El cura Miguel Hidalgo (1753-1811) tenía el rostro afilado y las facciones pronunciadas. La nariz aguileña, los ojos grandes, vivos y verdes, ligeramente achinados, y los pómulos marcados. El pintor mexicano Joaquín Ramírez lo retrató mucho después, en 1865, delgado, casi esbelto, en edad avanzada, con muy poco pelo, todo blanco, que le nacía debajo de la coronilla y se dejaba caer tras el cogote.

En un lienzo sobrio nos muestra al padre de la patria mexicana como un hombre de Estado, no tanto como un exaltado o un revolucionario. Esta es la imagen que, además de ajustarse mejor a la realidad, trascendió un siglo después de sus hazañas, cuando los revolucionarios que lucharon contra Porfirio Díaz -eran los de los tiempos de Zapata o Pancho Villa- recurrieron a glorificar a iconos de la lucha por la igualdad y la patria. Las estatuas ubicadas en Coyoacan o en Dolores Hidalgo nos muestran a ese otro Hidalgo, el de la arenga revolucionaria, el gran héroe de la independencia mexicana.

INDIGENAS Y CRIOLLOS

Hasta México, entonces virreinato de Nueva España, llegaron las noticias de la invasión napoleónica en julio de 1808. Las tensiones entre indígenas y criollos, y entre criollos y españoles se acentuaron.

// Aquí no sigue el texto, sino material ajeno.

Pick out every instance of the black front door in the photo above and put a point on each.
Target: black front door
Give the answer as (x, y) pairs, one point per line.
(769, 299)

Iturrigaray fue el primer virrey en caer. Antes, trató de apaciguar los ánimos criollos -que aspiraban a ver reflejada en la estructura política su fortaleza económica- nombrando a algunos de ellos para puestos civiles y militares. Además, les permitió participar en el poder de los ayuntamientos. La demanda criolla venía de lejos. Era una cuestión de prestigio y reconocimiento social. Ya en 1771, los criollos de la ciudad de México manifestaron su deseo de tener en exclusiva el derecho a ocupar cargos públicos.